WASHINGTON — Rocket Lab says it will make a second mid-air recovery attempt of an Electron booster during the launch later this week of a Swedish scientific satellite.
Rocket Lab announced Nov. 1 plans for its next Electron launch, a mission it calls “Catch Me If You Can.” The launch is scheduled for Nov. 4 at 1:15 p.m. Eastern from the company’s Launch Complex 1 in New Zealand.
The launch will be the second attempt to recover the Electron’s first stage, descending under a parachute, using a helicopter. In the first attempt May 2, a hook hanging from the helicopter grabbed the parachute, but the pilot released it moments later after noticing what the company called “different load characteristics than what we’ve experienced in testing.” The stage instead splashed down and was recovered by a boat.
“Our first helicopter catch only a few months ago proved we can do what we set out to do with Electron, and we’re eager to get the helicopter back out there and advance our rocket reusability even further by bringing back a dry stage for the first time,” Peter Beck, chief executive of Rocket Lab, said in a statement about the upcoming launch.
Beck said in the months after the launch that the company had been doing additional training on the helicopter recovery itself, rather than changes to the rocket and its recovery systems. “We haven’t made any changes to the vehicle or any of the recovery systems,” he said in an interview in late June. “It’s purely down to getting the technique right and just all the mission operations that go into that.”
He had hinted for months that another recovery attempt would take place in the near future, including at the company’s Sept. 21 investor day event, when he said the next recovery attempt was “coming up soon.” The Nov. 1 announcement was the first notice of this launch, including both the payload and the recovery plans.

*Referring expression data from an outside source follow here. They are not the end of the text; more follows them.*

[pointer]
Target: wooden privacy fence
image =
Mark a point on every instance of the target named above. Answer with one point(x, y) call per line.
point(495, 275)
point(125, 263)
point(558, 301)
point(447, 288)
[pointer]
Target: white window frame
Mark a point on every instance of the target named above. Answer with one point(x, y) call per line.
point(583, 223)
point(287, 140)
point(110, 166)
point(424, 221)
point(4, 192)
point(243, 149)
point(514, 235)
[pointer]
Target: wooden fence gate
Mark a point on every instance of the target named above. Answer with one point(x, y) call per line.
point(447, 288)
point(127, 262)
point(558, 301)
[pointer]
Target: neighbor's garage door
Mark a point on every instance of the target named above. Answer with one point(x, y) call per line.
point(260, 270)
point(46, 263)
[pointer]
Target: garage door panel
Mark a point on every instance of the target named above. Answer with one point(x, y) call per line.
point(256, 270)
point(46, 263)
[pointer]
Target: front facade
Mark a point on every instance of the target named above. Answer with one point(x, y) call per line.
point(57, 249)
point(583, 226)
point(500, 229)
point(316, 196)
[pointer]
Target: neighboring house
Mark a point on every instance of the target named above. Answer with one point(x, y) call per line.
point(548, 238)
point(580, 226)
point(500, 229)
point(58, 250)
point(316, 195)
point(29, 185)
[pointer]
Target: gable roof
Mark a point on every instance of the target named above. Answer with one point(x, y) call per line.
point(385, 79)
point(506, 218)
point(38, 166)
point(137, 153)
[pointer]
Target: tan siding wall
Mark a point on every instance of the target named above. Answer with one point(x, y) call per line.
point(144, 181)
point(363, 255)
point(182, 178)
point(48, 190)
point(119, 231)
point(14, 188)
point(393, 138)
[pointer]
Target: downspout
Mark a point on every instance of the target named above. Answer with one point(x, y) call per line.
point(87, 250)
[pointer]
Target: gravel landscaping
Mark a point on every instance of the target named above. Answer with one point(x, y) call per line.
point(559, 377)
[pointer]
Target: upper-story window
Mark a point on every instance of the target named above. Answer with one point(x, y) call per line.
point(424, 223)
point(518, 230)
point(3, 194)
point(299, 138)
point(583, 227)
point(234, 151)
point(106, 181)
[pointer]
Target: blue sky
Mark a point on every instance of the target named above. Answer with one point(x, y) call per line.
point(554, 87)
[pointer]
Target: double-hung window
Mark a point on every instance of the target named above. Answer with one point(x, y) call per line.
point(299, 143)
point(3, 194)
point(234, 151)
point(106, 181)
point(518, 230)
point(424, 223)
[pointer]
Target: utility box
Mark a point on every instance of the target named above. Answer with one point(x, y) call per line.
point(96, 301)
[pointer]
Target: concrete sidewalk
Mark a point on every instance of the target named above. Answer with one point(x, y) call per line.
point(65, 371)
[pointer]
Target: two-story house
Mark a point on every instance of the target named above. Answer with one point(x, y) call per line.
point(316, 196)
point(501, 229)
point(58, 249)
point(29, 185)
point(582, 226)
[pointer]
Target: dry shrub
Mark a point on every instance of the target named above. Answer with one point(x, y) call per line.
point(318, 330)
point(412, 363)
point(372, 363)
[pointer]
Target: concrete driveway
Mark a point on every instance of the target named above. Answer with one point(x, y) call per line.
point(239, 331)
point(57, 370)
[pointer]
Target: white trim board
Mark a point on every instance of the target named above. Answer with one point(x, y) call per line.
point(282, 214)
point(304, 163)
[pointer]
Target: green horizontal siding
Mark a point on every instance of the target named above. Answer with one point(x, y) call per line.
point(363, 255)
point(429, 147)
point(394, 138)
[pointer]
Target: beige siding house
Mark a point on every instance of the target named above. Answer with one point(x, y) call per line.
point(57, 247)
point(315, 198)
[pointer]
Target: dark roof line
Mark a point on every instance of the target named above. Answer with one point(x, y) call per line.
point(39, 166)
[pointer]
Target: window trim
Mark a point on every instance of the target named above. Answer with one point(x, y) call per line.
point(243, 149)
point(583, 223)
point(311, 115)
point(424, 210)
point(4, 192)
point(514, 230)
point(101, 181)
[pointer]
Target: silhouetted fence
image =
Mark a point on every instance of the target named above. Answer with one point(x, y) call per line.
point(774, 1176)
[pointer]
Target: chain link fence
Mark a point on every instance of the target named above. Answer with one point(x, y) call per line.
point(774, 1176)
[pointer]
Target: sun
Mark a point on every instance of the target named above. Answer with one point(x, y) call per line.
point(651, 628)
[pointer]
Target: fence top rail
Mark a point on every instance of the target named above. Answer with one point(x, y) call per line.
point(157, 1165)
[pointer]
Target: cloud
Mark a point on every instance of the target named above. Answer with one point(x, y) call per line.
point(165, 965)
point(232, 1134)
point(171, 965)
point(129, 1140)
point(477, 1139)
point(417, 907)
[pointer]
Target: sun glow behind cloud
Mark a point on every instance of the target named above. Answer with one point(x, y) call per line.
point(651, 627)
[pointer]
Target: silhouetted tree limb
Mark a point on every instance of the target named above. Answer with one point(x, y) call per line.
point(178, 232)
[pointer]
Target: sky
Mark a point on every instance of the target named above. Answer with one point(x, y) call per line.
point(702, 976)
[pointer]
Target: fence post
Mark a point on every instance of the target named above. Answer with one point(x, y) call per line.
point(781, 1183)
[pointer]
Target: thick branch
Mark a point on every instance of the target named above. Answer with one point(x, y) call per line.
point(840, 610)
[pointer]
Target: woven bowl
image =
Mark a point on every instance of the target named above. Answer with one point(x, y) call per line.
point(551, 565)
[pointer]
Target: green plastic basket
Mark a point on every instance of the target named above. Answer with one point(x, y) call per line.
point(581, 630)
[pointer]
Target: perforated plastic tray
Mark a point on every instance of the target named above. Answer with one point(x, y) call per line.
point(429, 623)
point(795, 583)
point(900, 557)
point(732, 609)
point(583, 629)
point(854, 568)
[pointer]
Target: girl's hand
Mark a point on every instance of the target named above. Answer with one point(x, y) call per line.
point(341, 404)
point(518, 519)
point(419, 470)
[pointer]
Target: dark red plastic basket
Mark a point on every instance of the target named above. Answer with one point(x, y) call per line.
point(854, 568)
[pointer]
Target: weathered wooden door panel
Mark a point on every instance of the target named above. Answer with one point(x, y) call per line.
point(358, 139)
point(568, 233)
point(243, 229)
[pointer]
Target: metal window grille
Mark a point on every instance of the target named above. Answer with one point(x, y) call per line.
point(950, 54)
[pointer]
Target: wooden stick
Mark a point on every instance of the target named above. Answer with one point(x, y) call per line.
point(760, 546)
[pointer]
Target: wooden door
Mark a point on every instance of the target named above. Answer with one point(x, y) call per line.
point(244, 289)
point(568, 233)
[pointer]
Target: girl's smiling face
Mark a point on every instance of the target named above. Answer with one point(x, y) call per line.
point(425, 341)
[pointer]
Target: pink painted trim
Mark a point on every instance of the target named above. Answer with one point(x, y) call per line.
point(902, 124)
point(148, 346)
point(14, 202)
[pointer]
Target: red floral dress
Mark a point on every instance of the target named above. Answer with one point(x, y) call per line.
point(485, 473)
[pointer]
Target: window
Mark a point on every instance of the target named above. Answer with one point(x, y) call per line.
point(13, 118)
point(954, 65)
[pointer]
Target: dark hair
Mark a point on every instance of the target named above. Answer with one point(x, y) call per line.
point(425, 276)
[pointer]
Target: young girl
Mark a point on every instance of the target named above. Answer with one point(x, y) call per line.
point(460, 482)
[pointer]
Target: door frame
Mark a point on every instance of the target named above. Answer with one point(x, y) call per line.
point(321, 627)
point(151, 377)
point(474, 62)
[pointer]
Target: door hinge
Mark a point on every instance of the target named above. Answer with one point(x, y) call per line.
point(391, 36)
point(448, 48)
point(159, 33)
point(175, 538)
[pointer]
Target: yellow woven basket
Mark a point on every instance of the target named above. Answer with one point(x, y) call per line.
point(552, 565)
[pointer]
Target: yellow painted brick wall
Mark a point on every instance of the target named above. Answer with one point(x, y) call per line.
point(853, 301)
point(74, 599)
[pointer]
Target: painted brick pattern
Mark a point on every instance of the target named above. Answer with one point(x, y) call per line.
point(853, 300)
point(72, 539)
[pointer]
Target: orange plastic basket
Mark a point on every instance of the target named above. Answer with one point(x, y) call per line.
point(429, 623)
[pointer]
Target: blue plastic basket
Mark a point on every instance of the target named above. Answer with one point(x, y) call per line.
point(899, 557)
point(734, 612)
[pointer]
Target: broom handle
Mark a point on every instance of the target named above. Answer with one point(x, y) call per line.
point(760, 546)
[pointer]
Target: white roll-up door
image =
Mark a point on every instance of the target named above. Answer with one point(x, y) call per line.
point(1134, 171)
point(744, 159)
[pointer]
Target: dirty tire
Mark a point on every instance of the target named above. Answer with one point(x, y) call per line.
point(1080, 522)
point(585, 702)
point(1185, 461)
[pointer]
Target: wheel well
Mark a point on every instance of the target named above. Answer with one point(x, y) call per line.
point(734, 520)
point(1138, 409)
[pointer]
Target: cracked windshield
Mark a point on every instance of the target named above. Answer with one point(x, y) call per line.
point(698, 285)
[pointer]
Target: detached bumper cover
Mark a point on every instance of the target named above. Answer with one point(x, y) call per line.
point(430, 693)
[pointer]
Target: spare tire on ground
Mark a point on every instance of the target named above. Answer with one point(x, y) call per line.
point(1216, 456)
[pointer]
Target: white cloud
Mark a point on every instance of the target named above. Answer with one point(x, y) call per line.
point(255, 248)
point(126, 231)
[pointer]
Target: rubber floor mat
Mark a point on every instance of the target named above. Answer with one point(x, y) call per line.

Mid-air recovery is a key part of Rocket Lab’s plans to be able to reuse boosters after the company concluded a propulsive landing, like SpaceX’s Falcon 9, was not feasible for a small rocket. Catching the booster before splashdown avoids issues with salt water intrusion.
Beck said at the investor day presentation that the work attempting to recover Electron is helping the company as it develops Neutron, its medium-class reusable launcher that will perform propulsive landings. “There is no way we could have taken on the Neutron project with as much speed and confidence as we are without doing this,” he said, referring to Electron recovery. “We learned so much on reentering Electrons and going through the process of reusability that, if we had just gone straight to Neutron as a reusable vehicle without learning all of those super tough lessons, it would’ve been ugly.”
The upcoming launch will carry a single satellite, called MATS, or Mesospheric Airglow/Aerosol Tomography and Spectroscopy. The satellite, funded by the Swedish National Space Agency and built by OHB Sweden with some components provided by AAC Clyde Space, will study waves in the upper atmosphere and how they affect weather and climate.
MATS was originally scheduled to fly as a rideshare on a Soyuz rocket but the Swedish government canceled those plans in response to Russia’s invasion of Ukraine. The spacecraft, weighing about 50 kilograms, will go into a dawn-dusk sun-synchronous orbit at an altitude of 585 kilometers.